# Feature Selection
Too many features is a problem due to

* NumFeatures > NumInstances
* Curse of dimensionality
* Worse-than-linear algorithm complexity
* Model confusion from irrelevent features
* Overfitting to variance in irrelevant features

After FEATURE EXTRACTION,   
we need to reduce complexity by  
FEATURE SELECTION or DIMENSIONALITY REDUCTION.

But finding the optimal subset is NP-hard.
Also, cannot just use features with high correlation (predictive value)
due to important feature-interaction effects. 
So there are heuristics and domain-specific rules.
* Which features can we do without? 
* Which features can we ignore? 

## Separability
See our notebook on separability.  
Separability over all features sets the upper limit on the learning accuracy.  
Max-Min problem: maximally reduce features while minimally reducing separability.

## Correlation
Find features that are highly correlated to the lables.

Pearson's correlation between feature f and class y   
$R = \frac {cov(f,y)} {\sqrt{var(f)var(y)}}$   
$R = \frac {\sum[(f-\bar{f})(y-\bar{y})]} {\sqrt{\sum[(f-\bar{f})^2\sum(y-\bar{y})^2]}}$ 
Usually use $|R|$ or $R^2$.  

Problem: Correlation only detects linear relationships.  
Important features may be predictive of class collectively 
but uncorrelated to class individually.

## Mutual Information
Find a feature subset that conveys the same information 
as the labels. 

Compared to correlation, 
mutual information detects non-linear relationships,
but is harder to compute.

Information:  
$I(x) = p(x) ln(p(x))$  

Mutual information between feature xi and class y,
uses the joint probability divided by the marginal probabilities:  
$I(x_i,y) = p(x_i,y) ln[p(x_i,y)/p(x_i)p(y)]$

With discrete variables, 
and using frequencies as empirical estimates of probabilities:  
$I(X,Y) = \sum_x \sum_y P(X=x,Y=y) ln[P(X=x,Y=y)/P(X=x)P(Y=y)]$

## Random Forest
Random forest ranks features by importance,
and you can try using the top-ranked features.

Random Forest computes 
Gini Impurity or Information Gain at each node of each decision tree.
The overall importance is a combination of these.

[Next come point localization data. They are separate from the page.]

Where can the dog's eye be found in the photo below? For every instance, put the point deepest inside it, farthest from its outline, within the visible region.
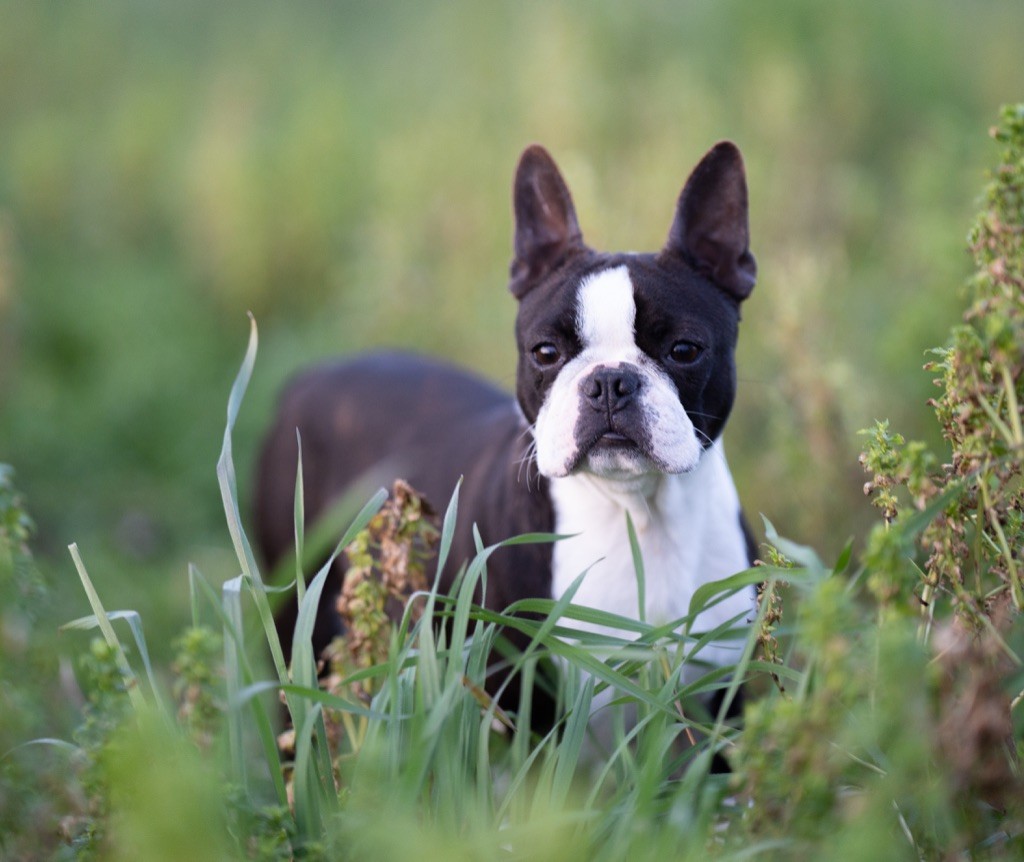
(546, 354)
(685, 352)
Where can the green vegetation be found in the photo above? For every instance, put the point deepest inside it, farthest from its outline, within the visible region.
(889, 723)
(343, 173)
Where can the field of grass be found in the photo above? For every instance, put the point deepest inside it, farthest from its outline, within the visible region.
(343, 173)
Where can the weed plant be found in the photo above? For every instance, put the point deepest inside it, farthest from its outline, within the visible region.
(887, 722)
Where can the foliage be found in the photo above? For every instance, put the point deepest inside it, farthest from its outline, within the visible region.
(343, 170)
(889, 725)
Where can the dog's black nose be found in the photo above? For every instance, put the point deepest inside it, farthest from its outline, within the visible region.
(610, 389)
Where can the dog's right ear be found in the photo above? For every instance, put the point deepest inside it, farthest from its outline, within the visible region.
(546, 226)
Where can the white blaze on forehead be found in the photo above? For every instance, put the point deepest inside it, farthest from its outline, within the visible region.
(606, 311)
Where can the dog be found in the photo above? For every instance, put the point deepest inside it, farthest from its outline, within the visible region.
(626, 377)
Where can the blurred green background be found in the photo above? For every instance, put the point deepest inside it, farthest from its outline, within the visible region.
(343, 171)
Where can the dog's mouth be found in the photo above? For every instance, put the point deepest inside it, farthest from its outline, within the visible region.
(612, 450)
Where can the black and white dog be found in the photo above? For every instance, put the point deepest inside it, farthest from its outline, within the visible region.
(625, 380)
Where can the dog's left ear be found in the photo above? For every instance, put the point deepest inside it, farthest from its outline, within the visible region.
(546, 226)
(711, 229)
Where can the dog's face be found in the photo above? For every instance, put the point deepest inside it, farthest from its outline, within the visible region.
(626, 360)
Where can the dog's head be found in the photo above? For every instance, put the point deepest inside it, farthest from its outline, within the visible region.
(626, 360)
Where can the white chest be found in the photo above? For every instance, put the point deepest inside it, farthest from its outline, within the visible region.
(688, 531)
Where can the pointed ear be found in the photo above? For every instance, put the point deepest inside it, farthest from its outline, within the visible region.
(546, 227)
(711, 229)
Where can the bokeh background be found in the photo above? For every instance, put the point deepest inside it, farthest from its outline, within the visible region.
(342, 170)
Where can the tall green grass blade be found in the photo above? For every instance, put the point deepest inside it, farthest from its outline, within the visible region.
(238, 675)
(102, 620)
(308, 810)
(134, 621)
(229, 498)
(233, 678)
(637, 567)
(299, 523)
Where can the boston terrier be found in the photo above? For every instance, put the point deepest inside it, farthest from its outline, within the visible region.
(626, 377)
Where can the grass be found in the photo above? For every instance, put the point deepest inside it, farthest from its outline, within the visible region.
(887, 723)
(428, 744)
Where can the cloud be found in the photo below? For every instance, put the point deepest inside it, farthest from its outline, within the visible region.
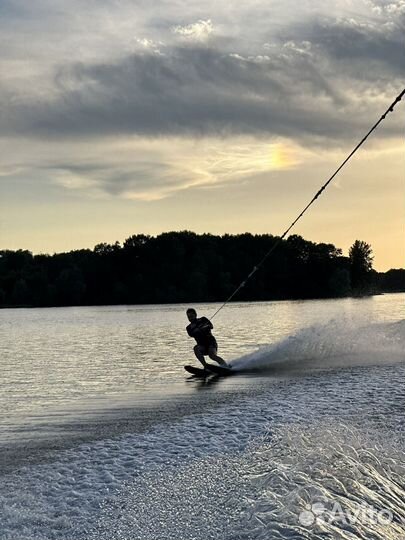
(197, 32)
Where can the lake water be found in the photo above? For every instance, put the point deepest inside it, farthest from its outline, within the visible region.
(104, 435)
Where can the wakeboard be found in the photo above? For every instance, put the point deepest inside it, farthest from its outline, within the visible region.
(198, 371)
(219, 370)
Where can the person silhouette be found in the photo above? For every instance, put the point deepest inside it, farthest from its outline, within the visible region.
(200, 330)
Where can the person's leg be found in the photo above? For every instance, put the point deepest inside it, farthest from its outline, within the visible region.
(212, 353)
(199, 352)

This is a form of random guess plus hill climbing. 
This is supervised.

## Filter vs Wrapper methods
Empirically, try classification while leaving out some features.

### Filter methods
These are independent of any model.   
Also called unsupervised.   
May not be optimal for a chosen model.    

Examples: 
* Choose features that improve clustering and reduce outliers.
* Ignore some features that correlate with other features.
* Choose features that correlate with the label (supervised).

### Wrapper methods
These are specific to a model.   
Also called supervised.   
Test goodness by cross-validation using the model of interest.  

Methods for feature selection with a wrapper 
* Forward selection ... start with one feature and iteratively add more.   
* Reverse selection ... start with full feature set and iteratively remove a feature. 
* Bidirectional selection ... after each feature addition, check if any previous could now be removed.

Note these are greedy and compute-intense.